Our electronic technologies give us greater speed, distance and size, but without the real deal—physical bodies in real time working, playing, talking, singing, dancing together— it is a poor substitute. Aren’t we teachers all discovering how insanely difficult it is to do some of the simplest things that we do daily with kids with these clumsy technologies? Aren’t we all finally realizing what a precious gift it is to shake hands with the children as they enter our class, to sit in a morning circle, to sing a song together?
It’s a good time to reflect on how our fascination and obsession with machines has wreaked some havoc in education. We’ve spent more time trying to make our boards smarter than our children, sent kids off to screen garage bands rather than the garage itself, spent hours at staff meetings navigating the ever-growing grid of electronic systems (Schoology, See Saw, Google Docs, Zoom, Loom, Flipgrid, etc. etc and again, etc.) instead of sharing stories of the visible sparks of our students’ genius. Yes, I know these are not either/or propositions. Youtube gives us instant access to the Nicholas Brothers’ extraordinary dance in Stormy Weather and we can link it and put it in Schoology to be part of the 8thgrade music homework. But how much time do we as teachers actually discuss the proper balance between screen time and working with one’s hands, between playing someone else's computer game and creating directly from our own imagination, between face-to-face discussion and texts? In my experience, not much.
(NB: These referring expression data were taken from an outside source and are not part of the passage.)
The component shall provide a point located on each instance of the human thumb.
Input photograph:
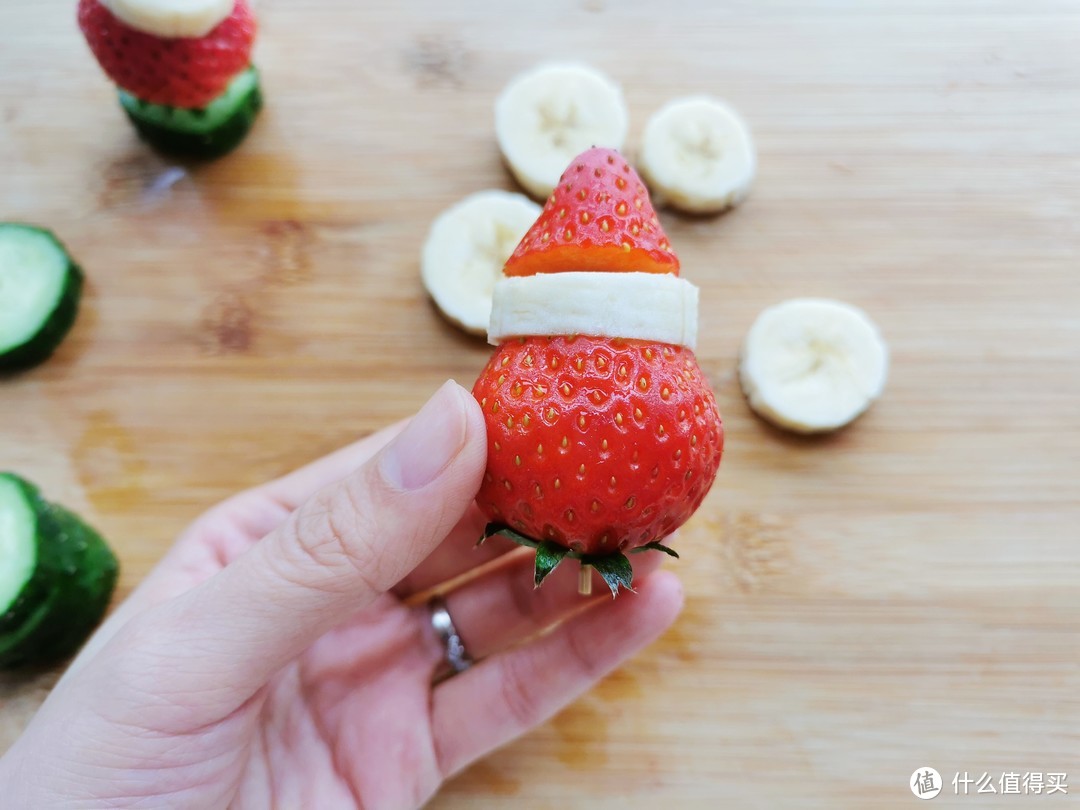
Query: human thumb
(348, 544)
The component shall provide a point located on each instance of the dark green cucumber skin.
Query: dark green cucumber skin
(82, 576)
(37, 589)
(39, 348)
(210, 145)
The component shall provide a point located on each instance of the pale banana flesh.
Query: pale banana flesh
(464, 252)
(812, 365)
(548, 116)
(656, 307)
(698, 154)
(172, 18)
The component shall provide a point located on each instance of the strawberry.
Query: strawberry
(177, 72)
(598, 217)
(596, 446)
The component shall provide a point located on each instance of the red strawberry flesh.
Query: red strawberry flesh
(188, 72)
(599, 217)
(597, 445)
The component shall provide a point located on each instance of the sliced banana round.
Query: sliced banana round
(697, 154)
(657, 307)
(464, 252)
(548, 116)
(812, 364)
(172, 18)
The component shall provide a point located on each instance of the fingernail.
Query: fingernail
(429, 442)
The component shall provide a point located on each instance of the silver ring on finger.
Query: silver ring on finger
(456, 659)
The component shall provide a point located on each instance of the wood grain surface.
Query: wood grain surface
(901, 594)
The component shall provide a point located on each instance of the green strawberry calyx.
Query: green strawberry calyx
(615, 567)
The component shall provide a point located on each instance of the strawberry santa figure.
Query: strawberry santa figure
(183, 68)
(604, 435)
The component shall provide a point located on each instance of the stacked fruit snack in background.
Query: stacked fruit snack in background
(183, 68)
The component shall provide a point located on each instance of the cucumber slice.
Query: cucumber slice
(208, 132)
(73, 577)
(40, 286)
(23, 583)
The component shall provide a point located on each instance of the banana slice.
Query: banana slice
(637, 306)
(697, 154)
(172, 18)
(467, 246)
(548, 116)
(812, 364)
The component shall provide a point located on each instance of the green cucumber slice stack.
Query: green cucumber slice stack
(40, 286)
(56, 579)
(208, 132)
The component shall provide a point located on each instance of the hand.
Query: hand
(274, 658)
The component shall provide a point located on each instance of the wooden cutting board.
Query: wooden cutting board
(898, 595)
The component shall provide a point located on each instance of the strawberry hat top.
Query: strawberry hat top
(598, 218)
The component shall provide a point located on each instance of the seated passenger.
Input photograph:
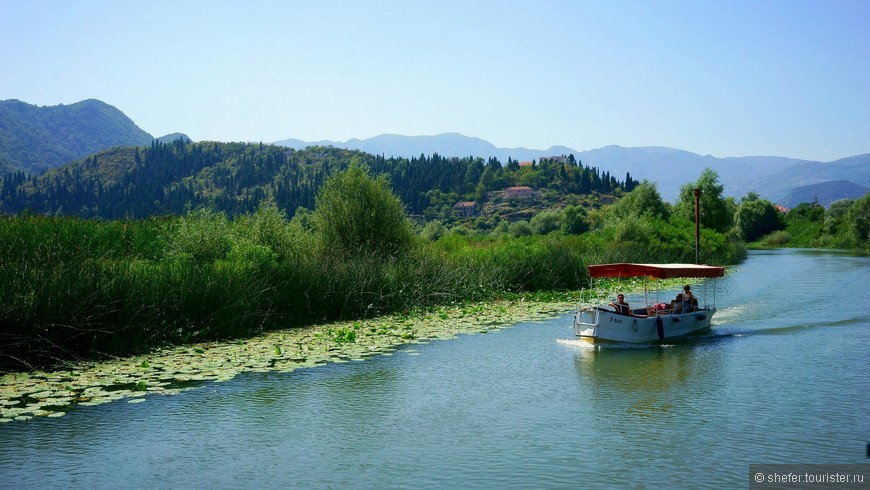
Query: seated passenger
(677, 304)
(690, 302)
(621, 306)
(660, 308)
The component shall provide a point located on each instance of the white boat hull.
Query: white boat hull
(598, 324)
After years of thinking about this and reading about this and writing about this, I finally came up with a personal Mission Statement as I consider each new available technology. In short:
The right tool for the right job for the right reason( for the right age at the right time for the right amount of time for the right cost etc.)
Right now is certainly the right time to explore electronic alternatives to live classrooms as COVID-19 has us sheltered and isolated in our homes. Like many teachers, I’ve had to navigate through all the maddening details of online teaching with a mix of frustration at its limitations and clumsiness, gratitude for a chance to keep some kind of connection with the kids and help them move forward in their learning and surprise that some activities work a bit better than the old methods! Here are three of my silver linings in the dark cloud of sheltered education:
1) Using Schoology for 8th grade jazz history assignments is a good technology for the purpose. I can embed videos and audio files, the kids write their responses and I can quickly comment on their comments. And since I rarely have much time to get as far into Jazz History as I'd like with them, now it's possible to go further.
2) Zoom live recorder lessons! A dream!!! They shut off their microphones and echo me but I can't hear them and they can't hear each other. So the cacophony of missed notes and bad intonation saves all our ears. Then they turn on their mikes one at a time and I can hear each one WHILE THE OTHERS KEEP PRACTICING! Yeah!
3) Singing with preschoolers. Very weird not to actually hear them sing (they shut their mics off because the digital delay creates aural chaos), but I'm doing lots of motion songs so I can see them respond. And best of all, their parents finally get to hear the songs I'm doing with them and not only sing along, but do some partner clapping plays.
And so: "The right tool for the right job for the right reason.” A little sparkle of silver lining the cloud. But still, I can’t wait to hold hands in the circle with the kids! May it be so!